Herz und Boot antworten auf den Rhythmus, die die Form der Kraft auferlegt und die sie diszipliniert, um sie zugänglich zu machen: Dieser Rhythmus ist aus einer Zeit der wechselnden Bewegungen und des Ausruhens
zusammengesetzt. So wird ein Gleichgewicht wiederherstellt. ... Gemäß diesem Bild verhält es sich nach dem Gesetz von Yin und Yang: Ruhe und Aktivität verschmelzen zum Zustand des Gleichgewichtes,
die Harmonie des Tao; ... Die Blutzirkulation gehorcht dem Herzrhythmus, wie die Musiker dem Dirigenten im Orchester...

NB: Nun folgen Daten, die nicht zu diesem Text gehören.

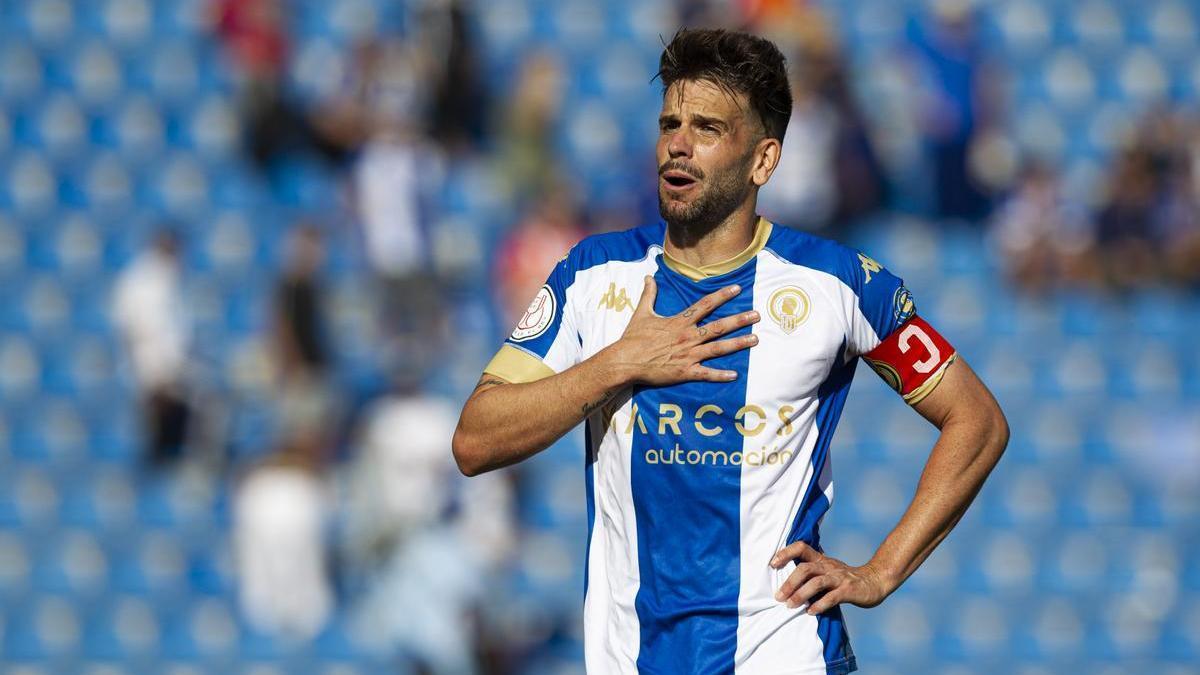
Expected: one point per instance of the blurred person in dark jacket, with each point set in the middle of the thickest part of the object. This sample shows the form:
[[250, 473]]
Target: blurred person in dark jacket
[[256, 36], [961, 107], [829, 174], [305, 398], [459, 105]]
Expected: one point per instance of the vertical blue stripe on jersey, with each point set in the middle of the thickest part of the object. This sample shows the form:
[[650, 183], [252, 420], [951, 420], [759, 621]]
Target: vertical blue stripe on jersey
[[589, 483], [832, 398], [688, 514]]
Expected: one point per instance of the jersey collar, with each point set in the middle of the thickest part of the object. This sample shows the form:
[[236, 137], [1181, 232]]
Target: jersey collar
[[761, 233]]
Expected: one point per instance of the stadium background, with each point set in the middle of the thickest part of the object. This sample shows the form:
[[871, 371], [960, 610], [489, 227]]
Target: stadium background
[[124, 117]]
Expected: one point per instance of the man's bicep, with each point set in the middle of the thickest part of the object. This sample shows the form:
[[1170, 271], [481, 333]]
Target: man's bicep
[[959, 393]]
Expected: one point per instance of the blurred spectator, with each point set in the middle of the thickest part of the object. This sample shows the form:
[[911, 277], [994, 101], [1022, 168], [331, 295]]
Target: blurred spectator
[[527, 156], [299, 306], [1044, 238], [828, 174], [408, 529], [306, 401], [149, 314], [1125, 222], [531, 250], [280, 513], [1149, 222], [255, 34], [459, 109], [960, 108]]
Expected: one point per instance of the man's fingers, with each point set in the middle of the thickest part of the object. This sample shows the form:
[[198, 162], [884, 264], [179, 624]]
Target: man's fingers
[[798, 577], [721, 347], [646, 303], [706, 305], [797, 550], [827, 602], [701, 374], [811, 589], [730, 323]]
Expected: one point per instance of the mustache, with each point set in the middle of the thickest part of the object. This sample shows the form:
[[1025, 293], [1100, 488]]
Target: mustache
[[679, 165]]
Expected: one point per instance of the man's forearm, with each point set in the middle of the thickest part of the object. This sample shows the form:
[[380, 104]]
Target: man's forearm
[[505, 424], [959, 464]]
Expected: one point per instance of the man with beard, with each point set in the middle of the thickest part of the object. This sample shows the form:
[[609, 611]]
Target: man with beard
[[709, 402]]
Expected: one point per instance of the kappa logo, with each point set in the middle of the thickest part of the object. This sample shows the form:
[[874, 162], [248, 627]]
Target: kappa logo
[[789, 306], [869, 267], [538, 316], [616, 299]]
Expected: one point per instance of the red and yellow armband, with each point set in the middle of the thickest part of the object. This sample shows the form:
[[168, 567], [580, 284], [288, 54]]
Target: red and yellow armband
[[912, 359]]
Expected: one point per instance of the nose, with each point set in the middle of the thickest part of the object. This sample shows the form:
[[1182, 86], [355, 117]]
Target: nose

Der Dickdarm (Sun) ist “der Minister der Kommunikation und der Wege”.
Er stellt antihämorrhagische Stoffe her, die eine Dauerhaftigkeit des Blutes absichern. Die Leber (Tschen - oberes Trigramm) ist der Aufenthaltsort der Hun-Seele,
des Automatismus der physischen Vitalität. Sie hält die Zusammensetzung des Blutes aufrecht, und sie enthält die Vererbung und die Nötigungen des Lebens ...
Der Schamane “gewöhnt sich daran, an seinem Platz zu bleiben, ohne dabei die Gegend zu wechseln.” Er arbeitet an der Stabilisierung des Blutes, denn “das Blut hängt von der Energie ab,
und wenn das eine läuft, läuft auch das andere; wenn das eine stoppt, tut dies auch das andere. Um das Blut aufzufrischen, muß die Energie gereinigt werden.” Daher wendet er sich an das Herz.
... Die Situation ist dauerhaft ... Das I-Ging rät: “Schlafe nicht ein. Bleib an Deinem Ort, in Deiner Region, setz Dich in Bewegung und unternehme etwas.” zitiert aus de Surany I-Ging und Kabbala S. 240 ff.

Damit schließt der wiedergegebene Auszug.